Two and a half years ago, my boyfriend of eight years and I broke up. For the following six months I didn’t eat a lot of food, exercise at all, or date anyone. About a year after the breakup, I started seeing my current boyfriend. And thus began a bit of a roller coaster ride that I was not prepared for, and which I honestly never imagined would happen to me.

With hindsight now on my side, I can say that there were a variety of serious problems at the beginning. New boyfriend had been through a really hard breakup a few years earlier and had never really had a serious relationship since. He was consequently not yet ready to trust someone romantically. I, on the other hand, had expectations of the familiarity and ease of a long term partnership. He was often callous and unkind. I was often needy and upset. He tried to push me away. I pushed harder to get closer. You get the idea.

About six months into this drama act, he broke it off, leaving us both heartbroken. A few months after that, his name popped up on my cell phone. I answered. He was having a particularly bad night and wanted to talk. I cautiously went to go see him, which led to a passionate reunion.

So we started dating again, this time pointedly stepping away from the roller coaster. We talked things out, made clear decisions to avoid miscommunications, and agreed to meet in the middle on certain expectations. Eight months and a week-long vacation together later, we’re happy and doing well.

All this has made me dread the question, “How long have you guys been together?” What do I say? Tell that whole damn story every time? Just lop the first half off like a dead tree branch and say eight months? Round right up to a mildly exaggerated year and a half? I’ve been thus far inclined to say, with a compromise of accuracy and brevity, “about nine months off and on, then the last eight months on”. I’m not sure how people take this. But I do know that one thing people could see is a drama-filled, juvenile sort of relationship.

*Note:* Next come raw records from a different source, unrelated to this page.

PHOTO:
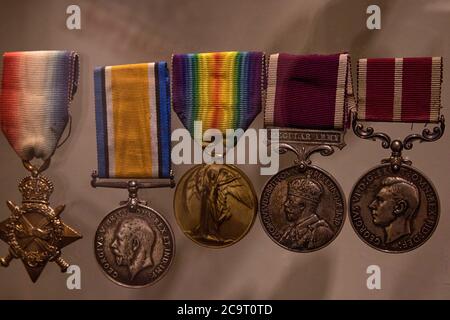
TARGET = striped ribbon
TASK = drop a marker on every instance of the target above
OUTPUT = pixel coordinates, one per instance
(132, 108)
(223, 89)
(37, 88)
(399, 89)
(308, 91)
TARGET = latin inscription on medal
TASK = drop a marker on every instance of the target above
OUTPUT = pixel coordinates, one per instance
(394, 211)
(302, 210)
(134, 248)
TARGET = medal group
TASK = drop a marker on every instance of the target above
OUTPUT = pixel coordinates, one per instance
(309, 99)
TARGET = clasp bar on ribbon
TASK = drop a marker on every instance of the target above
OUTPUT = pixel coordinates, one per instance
(133, 186)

People are entitled to their opinions, and to a large extent I don’t really care what they think. But, sometimes it’s sad to think that my relationship isn’t entirely up to snuff in someone else’s eyes. And, with all the tales of genuinely bad relationships floating around (in the media, on TV, with your closest friends and family), it’s tough not to wonder sometimes if you’re being blinded by your own feelings and simply not seeing the huge flashing red signs that say “THIS IS NOT WORKING”.

All that aside, I do think there are great relationships that start off poorly. I know that all relationships have ups and downs. And while it sucks to start on a down, it doesn’t mean that the ups aren’t there, or that they’re not worth working for.  In the end, it’s each person’s task to make this evaluation, weigh the costs and benefits, and to choose the path that is right for them.

As with anything, there are lots of reasons for things to be the way they are. Some people have on-and-off relationships because they are attracted to drama. Others might not be able to step back and see their relationship as it really is, and make decisions based on that. And others simply address difficulties and resolutions by breaking up and getting back together, which perhaps is sometimes needed to ensure the longevity of the relationship.

As for me, I don’t know if this particular man is “the man” for me or whether I’ll marry him and make a million babies or not. All I know is that I have a connection with him, both physically and emotionally, and that I knew from the beginning that he was a really good man who just had a few things to work out. We all have a few things to work out, and we always will. It’s just a matter of whether we have the patience, wisdom, and thoughtfulness to improve and change ourselves and our relationships to be ever better. And since I think he does, and that I do too, I’m willing to weather some of the downs to see where the ups might take us.

And so far, I like what I see on the horizon.